Уполномоченный поздоровался, но только с ним, и заговорил, с каким-то услужливым старанием внушительно обращаясь к нему по имени:
— Что я хочу тебе сказать, Эльчин…
Потом продавщица, тараща глаза, опухшие от слез, божилась в страхе потерять работу, что не спала, а отошла на минуточку в подсобку… Хозяйчик, точно уж не спав эту ночь, заносчиво и обиженно требовал вернуть ему какой-то товар… И тот, кто был задержан, сознавался, давал, какие от него требовали показания — сам на себя, с блаженной радостью, что посреди нытья и грызни звучал его голос…
Пока уполномоченный с хозяином о чем-то договаривались, его вывели из магазина и оставили стоять — как думал, с чистой совестью.
Подошли, обступили — такие же…
Кто-то уважительно дал своего курева.
Вздыхали, как бы обсуждая грустные новости…
— Так, может, мы это, возместим? — соврал кто-то бодро.
— Да я бы вернул, но теперь не возьмут.
— Теперь под суд?
— Да кто знает…
Он курил жадно, прижимая окурок, как будто двумя руками в наручниках, к губам, и, казалось, всасывал в себя, даже не выдыхая, горький горячий дым — а потом сквозь зубы, но потому что сводило их дрожью от волнения, упрямо цедил:
— Брать — брал, но не воровал.
— Конечно!
— Если присудят — у меня какая была профессия, не пропаду.
— Конечно!
— Там люди, жизнь… Еще интересней даже…
И он вдруг почувствовал это — бессмысленно и почти до слез — нежность ко всем, кто жил в одно с ним время на земле… Но вышел из магазина уполномоченный, как будто бы уже навеселе.

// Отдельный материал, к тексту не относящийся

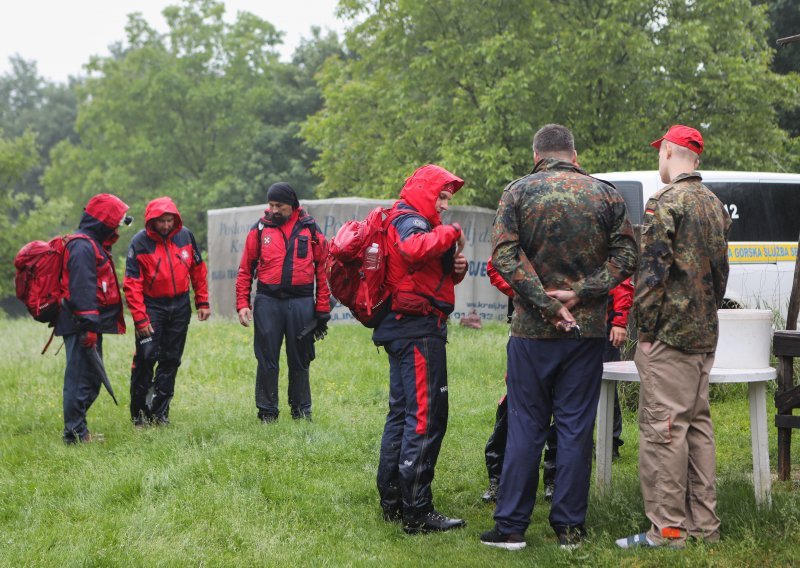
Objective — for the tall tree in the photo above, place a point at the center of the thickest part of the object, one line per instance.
(204, 113)
(25, 217)
(28, 102)
(465, 83)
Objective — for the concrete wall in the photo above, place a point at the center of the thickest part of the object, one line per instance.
(227, 229)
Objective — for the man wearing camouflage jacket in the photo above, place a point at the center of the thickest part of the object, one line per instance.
(679, 287)
(562, 240)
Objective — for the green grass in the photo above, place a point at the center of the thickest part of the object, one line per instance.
(219, 488)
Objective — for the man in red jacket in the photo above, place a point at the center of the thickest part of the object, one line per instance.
(163, 259)
(285, 251)
(424, 263)
(92, 306)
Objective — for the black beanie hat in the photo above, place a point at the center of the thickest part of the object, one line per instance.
(282, 192)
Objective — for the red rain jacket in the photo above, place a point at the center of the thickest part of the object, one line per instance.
(620, 300)
(163, 267)
(418, 245)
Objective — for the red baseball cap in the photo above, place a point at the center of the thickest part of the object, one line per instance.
(685, 136)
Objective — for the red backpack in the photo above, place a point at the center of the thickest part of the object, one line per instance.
(360, 285)
(39, 267)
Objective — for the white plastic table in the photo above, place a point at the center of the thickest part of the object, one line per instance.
(757, 382)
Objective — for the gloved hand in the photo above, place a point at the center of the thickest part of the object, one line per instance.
(89, 339)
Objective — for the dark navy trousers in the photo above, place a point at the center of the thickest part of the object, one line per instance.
(170, 320)
(559, 378)
(82, 384)
(276, 318)
(496, 444)
(415, 425)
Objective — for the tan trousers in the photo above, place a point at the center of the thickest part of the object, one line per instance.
(677, 461)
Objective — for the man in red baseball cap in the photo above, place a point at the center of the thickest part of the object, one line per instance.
(680, 284)
(685, 143)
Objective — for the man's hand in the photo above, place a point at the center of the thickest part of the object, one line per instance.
(89, 339)
(460, 264)
(617, 336)
(144, 331)
(564, 320)
(245, 316)
(567, 297)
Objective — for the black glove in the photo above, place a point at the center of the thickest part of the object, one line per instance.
(322, 325)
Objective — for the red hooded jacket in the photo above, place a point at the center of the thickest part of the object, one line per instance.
(421, 249)
(620, 300)
(163, 267)
(92, 299)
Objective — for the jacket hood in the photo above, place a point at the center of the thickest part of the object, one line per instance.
(156, 209)
(102, 216)
(422, 189)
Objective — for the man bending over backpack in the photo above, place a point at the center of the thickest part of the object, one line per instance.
(92, 306)
(162, 260)
(424, 263)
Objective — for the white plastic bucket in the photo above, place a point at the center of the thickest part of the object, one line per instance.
(745, 338)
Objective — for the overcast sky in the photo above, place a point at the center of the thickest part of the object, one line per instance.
(61, 35)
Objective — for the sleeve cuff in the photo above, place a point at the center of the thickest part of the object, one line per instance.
(646, 337)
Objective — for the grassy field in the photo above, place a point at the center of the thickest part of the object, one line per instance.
(218, 488)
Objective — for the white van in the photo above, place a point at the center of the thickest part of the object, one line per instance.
(762, 248)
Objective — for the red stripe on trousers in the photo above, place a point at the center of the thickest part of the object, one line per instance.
(421, 372)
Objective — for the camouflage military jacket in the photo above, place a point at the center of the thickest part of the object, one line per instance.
(683, 269)
(559, 229)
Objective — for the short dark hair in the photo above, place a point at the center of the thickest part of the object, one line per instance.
(553, 139)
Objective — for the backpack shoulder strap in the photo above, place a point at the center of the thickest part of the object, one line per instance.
(260, 226)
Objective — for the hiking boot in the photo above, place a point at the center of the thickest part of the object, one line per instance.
(494, 537)
(87, 438)
(570, 538)
(490, 495)
(141, 422)
(392, 514)
(635, 541)
(616, 444)
(432, 522)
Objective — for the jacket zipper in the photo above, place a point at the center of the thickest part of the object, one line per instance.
(155, 275)
(171, 268)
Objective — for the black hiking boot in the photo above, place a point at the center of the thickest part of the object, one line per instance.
(432, 522)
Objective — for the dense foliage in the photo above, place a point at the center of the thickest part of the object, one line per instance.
(466, 83)
(207, 114)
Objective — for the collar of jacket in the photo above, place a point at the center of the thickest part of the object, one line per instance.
(685, 176)
(548, 164)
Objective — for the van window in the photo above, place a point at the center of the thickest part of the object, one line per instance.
(631, 192)
(760, 211)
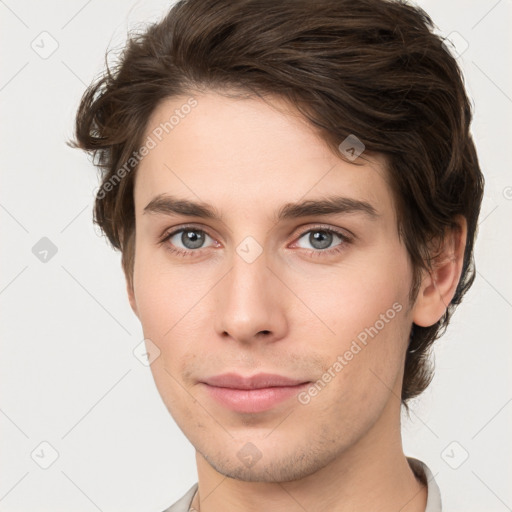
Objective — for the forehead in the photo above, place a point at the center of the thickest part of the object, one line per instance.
(249, 151)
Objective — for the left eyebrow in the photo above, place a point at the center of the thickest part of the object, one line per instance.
(327, 206)
(169, 205)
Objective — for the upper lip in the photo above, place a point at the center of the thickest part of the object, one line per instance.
(258, 381)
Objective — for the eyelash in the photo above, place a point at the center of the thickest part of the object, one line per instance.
(312, 252)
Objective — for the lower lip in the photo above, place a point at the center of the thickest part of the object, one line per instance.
(253, 400)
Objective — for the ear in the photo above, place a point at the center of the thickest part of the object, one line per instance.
(440, 283)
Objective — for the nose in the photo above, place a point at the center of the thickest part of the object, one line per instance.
(251, 303)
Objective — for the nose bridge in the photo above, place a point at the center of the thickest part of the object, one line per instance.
(249, 299)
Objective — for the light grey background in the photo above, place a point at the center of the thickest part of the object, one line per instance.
(68, 374)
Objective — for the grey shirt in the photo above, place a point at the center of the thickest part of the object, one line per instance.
(420, 469)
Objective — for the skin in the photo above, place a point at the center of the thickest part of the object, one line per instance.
(292, 311)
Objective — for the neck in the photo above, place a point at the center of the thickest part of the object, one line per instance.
(372, 475)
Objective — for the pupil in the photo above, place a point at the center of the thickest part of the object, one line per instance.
(192, 239)
(320, 239)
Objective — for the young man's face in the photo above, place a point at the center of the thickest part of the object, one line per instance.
(256, 295)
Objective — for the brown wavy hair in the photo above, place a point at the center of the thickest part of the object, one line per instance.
(372, 68)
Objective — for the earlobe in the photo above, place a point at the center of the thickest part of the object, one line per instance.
(439, 285)
(131, 296)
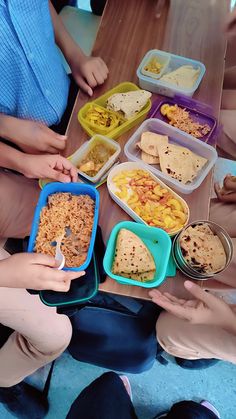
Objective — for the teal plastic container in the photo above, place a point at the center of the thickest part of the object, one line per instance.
(75, 189)
(157, 241)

— Ну что, пьянчуги, поняли вы все? Брать чужое плохо!
И пьяные, как дети, смеются, чтобы угодить, но противен их смех, притворившись беззаботным да глупым.
Показался хозяин.
Он презирал этих людей — но боялся…
Они покорно ждали — и не расходились…
Продавщица, чувствуя себя виновной, но так и не сознавшись, что заснула в свою смену, стоя теперь за прилавком, как наказанная, всхлипывала…
Магазин заработал.
Уполномоченный, выйдя из него с пузатыми увесистыми пакетами в руках, распрощался радушно с хозяином.
— Давай в машину! — приказал.
Мужик помертвел, сдался.
Выкрикнул, тоже прощаясь:
— Дочке моей купите кто-то сникерсов, братцы!